Windsor Framework (Democratic Scrutiny) Regulations 2023

My Lords, noble Lords will remember that, in the course of debates on the retained EU law Bill, we have heard complaints from noble Lords across the House, largely from opposition parties but also from government Back Benchers, that it is outrageous to be asked to sign off legislation without a chance to scrutinise it in detail. We have been told that decisions on whether to retain or discard laws needs close parliamentary oversight and debate. I have to say that I was somewhat taken aback that, even before the publication of the Windsor Framework, the Opposition committed to supporting the Government. Since then, skeleton documentation has been enough to have politicians across all parties vote en masse for the framework, despite the fact that actually that equates to voting blind on yet-to-be-written laws that will apply to the UK that will not be scrutinised, let alone with an opportunity to be opposed, by the UK Parliament.

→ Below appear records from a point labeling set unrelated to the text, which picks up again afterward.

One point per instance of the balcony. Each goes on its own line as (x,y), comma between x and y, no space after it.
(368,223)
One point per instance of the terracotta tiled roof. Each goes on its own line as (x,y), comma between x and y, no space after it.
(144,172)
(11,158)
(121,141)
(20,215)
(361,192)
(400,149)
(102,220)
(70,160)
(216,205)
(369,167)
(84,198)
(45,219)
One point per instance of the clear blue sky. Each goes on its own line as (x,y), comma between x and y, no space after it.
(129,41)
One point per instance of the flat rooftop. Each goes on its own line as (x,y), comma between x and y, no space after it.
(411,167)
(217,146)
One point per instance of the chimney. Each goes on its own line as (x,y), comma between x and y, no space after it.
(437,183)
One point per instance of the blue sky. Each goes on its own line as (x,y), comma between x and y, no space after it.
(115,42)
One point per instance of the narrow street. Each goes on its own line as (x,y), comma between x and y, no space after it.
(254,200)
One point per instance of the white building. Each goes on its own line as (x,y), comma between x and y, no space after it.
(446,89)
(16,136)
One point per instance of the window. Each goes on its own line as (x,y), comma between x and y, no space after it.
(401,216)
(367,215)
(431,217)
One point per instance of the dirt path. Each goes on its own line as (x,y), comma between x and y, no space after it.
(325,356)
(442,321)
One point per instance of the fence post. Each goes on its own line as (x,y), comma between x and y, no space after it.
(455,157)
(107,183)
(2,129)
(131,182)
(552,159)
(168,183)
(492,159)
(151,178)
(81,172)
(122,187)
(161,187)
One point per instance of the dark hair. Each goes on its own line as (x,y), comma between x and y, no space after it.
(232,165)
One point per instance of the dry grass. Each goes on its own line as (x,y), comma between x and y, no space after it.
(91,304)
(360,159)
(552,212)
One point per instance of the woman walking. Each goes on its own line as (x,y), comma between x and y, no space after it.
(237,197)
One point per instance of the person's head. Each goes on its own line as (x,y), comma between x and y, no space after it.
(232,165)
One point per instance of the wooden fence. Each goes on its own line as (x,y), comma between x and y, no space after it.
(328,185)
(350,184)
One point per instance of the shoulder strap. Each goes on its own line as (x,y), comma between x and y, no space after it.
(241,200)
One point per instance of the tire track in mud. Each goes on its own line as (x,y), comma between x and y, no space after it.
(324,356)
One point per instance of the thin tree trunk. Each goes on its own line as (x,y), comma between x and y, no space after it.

Today, what we have been asked to do is to nod through an agreement that allows the EU, which we have left, to draft brand-new EU laws to govern trade taking place solely within UK borders. There has been no outrage, though. We are just quite calmly accepting that the future rules on the movements of goods, plants, foodstuffs, medicines, parcels, pets and so on from Great Britain to Northern Ireland will be decided by direct regulation made in Brussels and voted on not here but in the European Parliament, all of which we will never get to scrutinise in the UK Parliament. You sort of could not make it up. It seems an ironic twist as well that the people who will have close oversight of UK laws are—wait for it—the EU. Under the framework, the EU is granted new rights through EU law to be consulted in advance on huge swathes of legislation on UK trade and tax legislation governing the UK economy, all to monitor the so-called competitive risks within the UK single market.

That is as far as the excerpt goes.